I am fleshing it out now so that it’s book-length, wringing my hands over what else to reveal. Here’s an excerpt from the beginning:
Most of the male hairdressers wore loud shirts with wild patterns that looked like tornados. Or vomit. The shirts were silky and clung to their bodies; I could see their man-boobs. Some of the men wore tight pants, platform shoes and gold neck chains. One man, Bob, wore eyeliner and pancake make-up. He had a big stomach; when he walked around the salon it looked as if his stomach was leading the way. Most of the men had dainty, theatrical voices. They were always rushing here and there, escorting women from their chairs to the hair dryers, while they flew by others (Oh, hello, dear! Be just a sec!) in the waiting area, which had a church pew my dad had stained green. He’d put a flowered plastic cushion on it instead of the red velvet ones in church. A few women did hair, too.

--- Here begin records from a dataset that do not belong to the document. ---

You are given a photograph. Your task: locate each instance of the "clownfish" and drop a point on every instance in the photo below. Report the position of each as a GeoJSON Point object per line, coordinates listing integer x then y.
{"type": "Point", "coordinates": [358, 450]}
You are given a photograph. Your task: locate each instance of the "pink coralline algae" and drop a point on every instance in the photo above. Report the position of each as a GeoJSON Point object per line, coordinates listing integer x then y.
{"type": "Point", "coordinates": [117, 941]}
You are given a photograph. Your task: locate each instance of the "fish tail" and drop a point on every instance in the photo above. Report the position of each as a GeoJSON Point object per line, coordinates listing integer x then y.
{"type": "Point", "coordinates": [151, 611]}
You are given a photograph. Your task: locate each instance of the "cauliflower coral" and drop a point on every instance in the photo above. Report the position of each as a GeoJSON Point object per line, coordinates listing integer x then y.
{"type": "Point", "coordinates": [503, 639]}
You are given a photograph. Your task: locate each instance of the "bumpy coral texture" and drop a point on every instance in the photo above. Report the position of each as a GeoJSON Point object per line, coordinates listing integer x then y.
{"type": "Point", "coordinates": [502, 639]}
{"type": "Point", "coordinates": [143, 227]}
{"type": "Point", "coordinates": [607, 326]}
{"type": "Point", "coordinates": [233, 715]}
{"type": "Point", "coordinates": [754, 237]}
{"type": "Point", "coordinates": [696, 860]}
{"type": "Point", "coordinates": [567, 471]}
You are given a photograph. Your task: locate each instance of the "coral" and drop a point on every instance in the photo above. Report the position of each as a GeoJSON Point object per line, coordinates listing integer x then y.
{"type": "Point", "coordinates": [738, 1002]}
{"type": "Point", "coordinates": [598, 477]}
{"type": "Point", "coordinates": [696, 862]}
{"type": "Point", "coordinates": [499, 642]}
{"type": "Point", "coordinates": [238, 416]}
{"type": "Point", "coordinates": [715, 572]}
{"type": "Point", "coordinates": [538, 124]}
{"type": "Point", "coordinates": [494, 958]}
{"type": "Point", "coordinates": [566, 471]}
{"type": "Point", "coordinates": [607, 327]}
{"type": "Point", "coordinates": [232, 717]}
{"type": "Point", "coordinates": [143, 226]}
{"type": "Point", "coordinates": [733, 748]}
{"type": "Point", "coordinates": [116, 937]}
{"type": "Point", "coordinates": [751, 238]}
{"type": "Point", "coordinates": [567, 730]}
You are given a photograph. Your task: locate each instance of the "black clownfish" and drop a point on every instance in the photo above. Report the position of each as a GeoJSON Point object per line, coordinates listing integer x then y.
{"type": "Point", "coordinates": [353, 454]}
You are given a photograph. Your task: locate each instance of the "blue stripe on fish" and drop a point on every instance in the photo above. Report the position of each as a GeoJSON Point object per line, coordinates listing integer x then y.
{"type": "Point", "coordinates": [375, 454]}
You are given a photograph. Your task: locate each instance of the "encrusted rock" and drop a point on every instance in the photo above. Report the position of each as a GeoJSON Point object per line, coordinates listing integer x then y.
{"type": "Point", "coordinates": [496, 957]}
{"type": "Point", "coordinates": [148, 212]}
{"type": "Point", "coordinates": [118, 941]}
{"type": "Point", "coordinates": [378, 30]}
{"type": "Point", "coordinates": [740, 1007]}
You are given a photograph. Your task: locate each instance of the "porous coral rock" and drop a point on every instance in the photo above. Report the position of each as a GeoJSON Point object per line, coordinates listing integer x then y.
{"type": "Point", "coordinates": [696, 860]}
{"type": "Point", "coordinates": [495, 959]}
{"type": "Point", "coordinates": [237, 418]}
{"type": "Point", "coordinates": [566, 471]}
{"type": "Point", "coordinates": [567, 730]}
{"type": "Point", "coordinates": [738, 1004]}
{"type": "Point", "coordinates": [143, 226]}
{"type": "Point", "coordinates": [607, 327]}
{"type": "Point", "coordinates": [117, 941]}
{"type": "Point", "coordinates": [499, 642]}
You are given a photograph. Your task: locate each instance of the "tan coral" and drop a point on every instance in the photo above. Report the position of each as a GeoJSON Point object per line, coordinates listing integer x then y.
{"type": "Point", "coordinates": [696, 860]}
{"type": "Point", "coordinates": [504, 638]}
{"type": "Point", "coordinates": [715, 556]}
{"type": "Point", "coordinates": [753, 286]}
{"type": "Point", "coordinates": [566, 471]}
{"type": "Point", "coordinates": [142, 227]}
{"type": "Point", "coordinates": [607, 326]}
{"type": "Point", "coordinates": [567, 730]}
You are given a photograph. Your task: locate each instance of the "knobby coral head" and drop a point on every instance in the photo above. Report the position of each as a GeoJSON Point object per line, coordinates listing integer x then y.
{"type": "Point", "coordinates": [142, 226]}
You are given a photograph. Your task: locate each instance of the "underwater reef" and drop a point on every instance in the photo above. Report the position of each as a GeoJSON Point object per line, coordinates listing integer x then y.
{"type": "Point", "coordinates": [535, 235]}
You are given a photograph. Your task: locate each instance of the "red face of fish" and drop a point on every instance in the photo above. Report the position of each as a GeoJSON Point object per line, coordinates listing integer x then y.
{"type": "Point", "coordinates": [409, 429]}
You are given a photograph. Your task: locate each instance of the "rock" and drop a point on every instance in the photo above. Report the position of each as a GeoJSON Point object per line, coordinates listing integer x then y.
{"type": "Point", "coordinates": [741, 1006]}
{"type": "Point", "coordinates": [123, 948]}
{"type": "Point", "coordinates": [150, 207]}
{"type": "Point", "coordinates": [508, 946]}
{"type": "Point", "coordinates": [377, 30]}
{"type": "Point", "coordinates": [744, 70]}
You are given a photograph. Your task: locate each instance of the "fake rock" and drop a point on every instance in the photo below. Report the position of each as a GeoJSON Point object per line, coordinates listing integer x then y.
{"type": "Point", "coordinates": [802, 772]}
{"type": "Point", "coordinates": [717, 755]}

Billie looked like Loretta Lynn, had high black hair and ungrateful children. “I replaced the radiator in my daughter’s car. Had to dip into my savings and I tell you what, I did not get one word of ‘thanks’ from her. Not one.” Joanne wore blue smocks and had a haircut like a man. She walked around with a clipboard in her hands and a More cigarette hanging out of the side of her mouth. She was forever talking about “documented evidence.” At the time, people were getting attacked by sharks in Florida and she said she had “documented evidence” that people were also getting attacked up and down the Texas coast. “You’re going to Galveston to the beach? I sure as heck wouldn’t go,” she’d say. “I have documented evidence that a week ago a shark took an arm off of a toddler down there.” All the stylists, or “operators” as my dad called them, stood and chatted as they combed and teased blonde, black, brown and red hair. However, many of the women were silver foxes and had white–even blue hair. Lots of dad’s operators complained about their feet hurting. “Damn bunions!” Dr. Scholl’s toe cushions were scattered everywhere, even all over the back counter where they washed the combs. One turned up in a big vat of egg salad that one of the operators had made and had left out for people to help themselves.
Thank you for your time and blessings to you all.